Keith Ng, writing last week suggests that Xtra sells to "suckers-who-are-unaware-that-other-ISPs-exist". This might be partly true, but I get my connectivity from Xtra and I *am* aware of other ISPs. Why do I stay with Xtra? Basically because I sort out IT problems all day for a living - I don't want to do the same when I get home. I could see buying connectivity from a Telecom reseller (there are no competitive non-Telecom resellers, such as Woosh, that can provide services to my Auckland inner-suburb residence) resulting in endless circular arguments about whether a fault was with Telecom or Xtra - each helpdesk naturally blaming the other.
The "market" at present seems to work by Telecom setting their end-user pricing a little above the cheapest competitor. This means that the price is defined by the competition's cost of sales (not by Telecom's).
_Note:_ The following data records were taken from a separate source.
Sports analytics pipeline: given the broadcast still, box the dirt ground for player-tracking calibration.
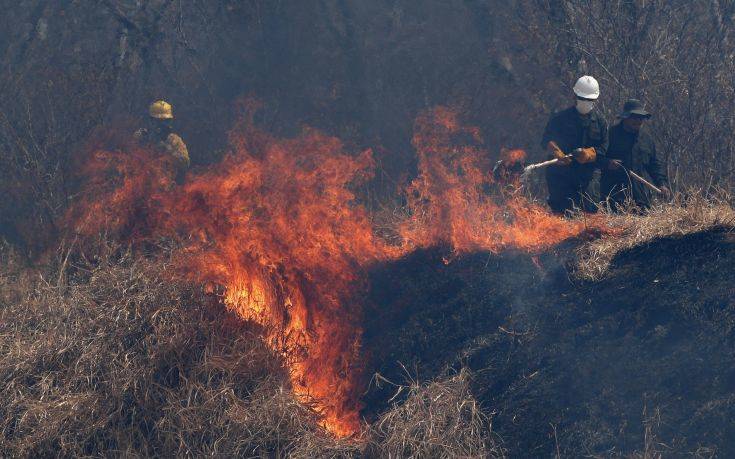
[365,229,735,457]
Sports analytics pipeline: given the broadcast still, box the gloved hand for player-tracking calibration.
[572,147,597,164]
[546,140,572,166]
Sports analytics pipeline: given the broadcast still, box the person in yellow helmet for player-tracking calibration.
[134,100,189,183]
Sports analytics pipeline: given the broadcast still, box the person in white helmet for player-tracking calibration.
[541,75,608,214]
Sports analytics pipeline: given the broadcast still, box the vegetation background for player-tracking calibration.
[0,0,735,253]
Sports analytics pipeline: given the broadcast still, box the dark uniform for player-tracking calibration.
[134,126,190,184]
[600,122,668,209]
[541,106,608,213]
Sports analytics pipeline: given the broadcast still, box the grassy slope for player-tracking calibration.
[366,206,735,457]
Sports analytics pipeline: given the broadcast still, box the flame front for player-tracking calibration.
[67,108,608,436]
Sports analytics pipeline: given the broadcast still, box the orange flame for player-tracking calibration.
[401,108,584,252]
[67,108,608,436]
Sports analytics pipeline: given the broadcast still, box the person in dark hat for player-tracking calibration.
[600,99,671,211]
[541,75,608,215]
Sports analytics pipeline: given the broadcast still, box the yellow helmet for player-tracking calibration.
[148,100,174,120]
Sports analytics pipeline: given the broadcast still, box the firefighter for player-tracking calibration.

The main difference between Telecom and the rest is that they own a network worth around NZ$11 billion (at cost) or NZ$4 billion (depreciated) (estimate based on Telecom's 2005 results).
This network is largely paid for by Telecom's voice customers - broadband is an added value extra. Because the other ISPs don't own a network like this, they have to buy service from Telecom or build a very expensive alternative infrastructure. Hence the Telecom cost of sales is much less than the competition, thus enabling Telecom to offer a lousy service at high cost because no-one else can afford to sell anything better.
I don't believe there can really be fixed-line competition in an economy the size of NZ - at least not with Telecom around in its present form. The current solution as advocated by Paul Brislen and others (and favoured by most of the ISPs) seems to be for Telecom to be forced to lease out dark copper (or dark fibre) from premises to exchange, along with rack space in the exchanges for ISP equipment. I can't see this working that well - Telecom would still dominate the resale market and be the monopoly provider of wholesale infrastructure.
I can think of two possible alternatives:
Option One would be to force Telecom to divest it's local network to a mutual body controlled by a consumer trust. This would then lease circuits back to all ISPs and telcos - Telecom would be just another supplier working on leased capacity. Two problems with this: firstly, the network would have to be bought with public money (or confiscated from the shareholders, including the Super Fund); secondly, prices for basic telephone service might end up higher than they are today in order to finance the "artificial market" (resulting in poor old grannies with one phone subsidising wealthy geeks with 16 megabit circuits).
Option Two, which I think better, is to recognise that Telecom is inevitably going to be the monopoly provider in NZ. As such, it needs to be strictly regulated. I think international comparison is the best approach. Telecom should be required to price their services (on a PPP basis) to be in the cheapest quartile of the OECD for each bandwidth segment. At the same time, the "full bandwidth" offering should offer world-class bandwidth (as well as matching worldwide best practice for features such as contention ratios and bandwidth caps). The details should not be for politicians to bother with - there should be a new telecom regulator with the ability to enforce the price/delivery regime.
The latter option would not necessarily be welcomed by the ISPs - prices might fall too quickly for many of them to compete. But the purpose of regulation isn't to help ISPs make money - it's to enable consumers and businesses to buy broadband at a reasonable price.